The machine learning experts quickly found ways to improve the rules for selecting sgRNAs.
Fusi said the single most impactful change was switching from trying to classify guides as either working versus not working for gene knock down, to classifying them onto a continuous scale. "This boosted our performance immediately and it was a huge improvement," he said.
Previously, scientists had been using a lab-based assay with a continuous readout on gene expression, but were applying thresholds to sort guides into a binary classification. Listgarten said she wasn't entirely sure why, but she and Fusi saw that it was affecting the results. "This creates a huge bottleneck in the way the model assimilates information," she said. "[The model] doesn't get to see the nuances of the guides that work halfway."
Allowing for complexities created an explosion of criteria, much of which is not readily translated back into English.
"They're all entangled together," Listgarten said. "The most you can do in explaining it is to tease it apart in simpler ways than the model actually accounts for it." But by taking one feature out of the model, the researchers could see how much worse it performed, partially isolating important aspects of sgRNA design.
Not only did Azimuth find things people had already deemed important, such as the guanine and cytosine content in the guide region, it found a bunch more.
"GC content is a proxy for thermodynamics," Listgarten said. "We actually used more proper thermodynamics."
Fusi said that Doench's intuition was also helpful in finding important features. The canonical protospacer-adjacent motif (PAM), or recognition site, for Cas9 from Streptococcus pyogenes is NGG. Doench thought that there might be an interaction between the N and whichever letter came after the GG. "We included this feature into our model and it turned out to be predictive, and in a very particular way," he said. "You need to know both what follows the NGG and what the N is in the NGG is.

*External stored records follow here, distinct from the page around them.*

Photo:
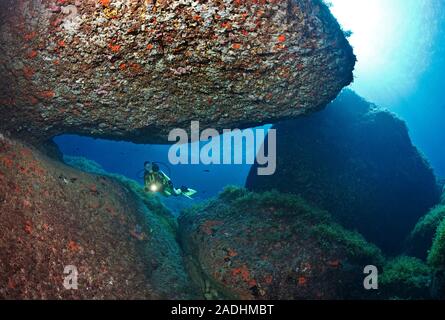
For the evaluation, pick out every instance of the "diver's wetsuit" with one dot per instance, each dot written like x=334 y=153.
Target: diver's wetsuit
x=162 y=183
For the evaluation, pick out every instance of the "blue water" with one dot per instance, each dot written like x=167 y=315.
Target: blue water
x=127 y=158
x=400 y=46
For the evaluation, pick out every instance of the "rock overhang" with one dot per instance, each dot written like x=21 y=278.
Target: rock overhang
x=135 y=69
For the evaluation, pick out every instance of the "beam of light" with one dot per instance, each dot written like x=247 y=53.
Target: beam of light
x=392 y=40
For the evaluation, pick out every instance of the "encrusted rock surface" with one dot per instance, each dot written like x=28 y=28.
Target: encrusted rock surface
x=134 y=69
x=53 y=216
x=244 y=245
x=357 y=162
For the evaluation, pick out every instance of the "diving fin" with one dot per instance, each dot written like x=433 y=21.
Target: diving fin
x=189 y=193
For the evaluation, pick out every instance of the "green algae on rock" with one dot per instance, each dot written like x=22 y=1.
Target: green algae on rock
x=53 y=215
x=135 y=70
x=357 y=162
x=405 y=277
x=421 y=238
x=247 y=245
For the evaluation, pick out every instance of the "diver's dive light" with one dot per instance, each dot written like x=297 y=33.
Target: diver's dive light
x=154 y=187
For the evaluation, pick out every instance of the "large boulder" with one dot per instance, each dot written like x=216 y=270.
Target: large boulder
x=357 y=162
x=134 y=70
x=245 y=245
x=53 y=216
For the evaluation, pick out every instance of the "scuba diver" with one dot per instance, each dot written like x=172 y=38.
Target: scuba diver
x=155 y=180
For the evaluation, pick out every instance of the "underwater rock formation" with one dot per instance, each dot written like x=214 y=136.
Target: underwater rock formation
x=406 y=278
x=136 y=69
x=53 y=216
x=357 y=162
x=421 y=238
x=245 y=245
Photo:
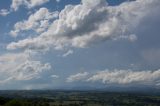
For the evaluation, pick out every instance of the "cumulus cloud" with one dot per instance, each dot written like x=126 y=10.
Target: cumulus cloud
x=28 y=3
x=19 y=66
x=91 y=22
x=126 y=77
x=55 y=76
x=4 y=12
x=69 y=52
x=77 y=77
x=38 y=22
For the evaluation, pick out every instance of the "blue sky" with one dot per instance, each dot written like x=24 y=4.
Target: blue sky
x=49 y=44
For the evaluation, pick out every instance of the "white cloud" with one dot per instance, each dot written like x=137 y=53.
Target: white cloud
x=28 y=3
x=126 y=77
x=90 y=22
x=38 y=22
x=19 y=66
x=4 y=12
x=69 y=52
x=77 y=77
x=55 y=76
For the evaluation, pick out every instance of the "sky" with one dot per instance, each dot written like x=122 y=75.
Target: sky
x=66 y=44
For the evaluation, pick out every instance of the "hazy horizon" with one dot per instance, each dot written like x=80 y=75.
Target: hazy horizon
x=79 y=44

And you have to know these at the same time. Depending on what the pair is, it makes [the guide] more or less active in knock down."
There are a lot of different features and some are ranked as of higher importance than others. "We can't do effect sizes, because there is no such notion," Listgarten explained, but there is a proxy for effect size, called Gini importance. Different classes of features are ranked and can be drilled down into. The model allows a scientist to ask very specific questions, such as "Does an A in position three matter?" Listgarten said.
Once the paper hit the field, people scrambled to incorporate the algorithm into their guide RNA design tools. Saji Wickramasekara, CEO of lab notebook developer Benchling, told GenomeWeb his firm has already incorporated the findings as an advanced feature. Edward Perello, co-founder of Desktop Genetics, said in an email that the firm's Deskgen platform has implemented a particular version of the model.
They were able to do so because Fusi and Listgarten made sure that it was available in an number of ways, for both research and commercial use.
Benchling's engineers have been in direct contact with Doench and the Microsoft team, Fusi said, while Deskgen noted on its blog that it has used code provided by the Microsoft researchers on the Github code repository.
The Broad Institute has also incorporated the model into its web-based sgRNA design tool and Microsoft has implemented it on its Azure cloud platform.
"People can interact with it via Excel or their language of choice," Listgarten said. "There's a bit of code you can insert [into your program] to ping our cloud server. We very purposefully made it available in all these different ways because it suits different people with different expertise and desires in how they want to use it."
Fusi added, "The more people that use it, the better it is for everyone."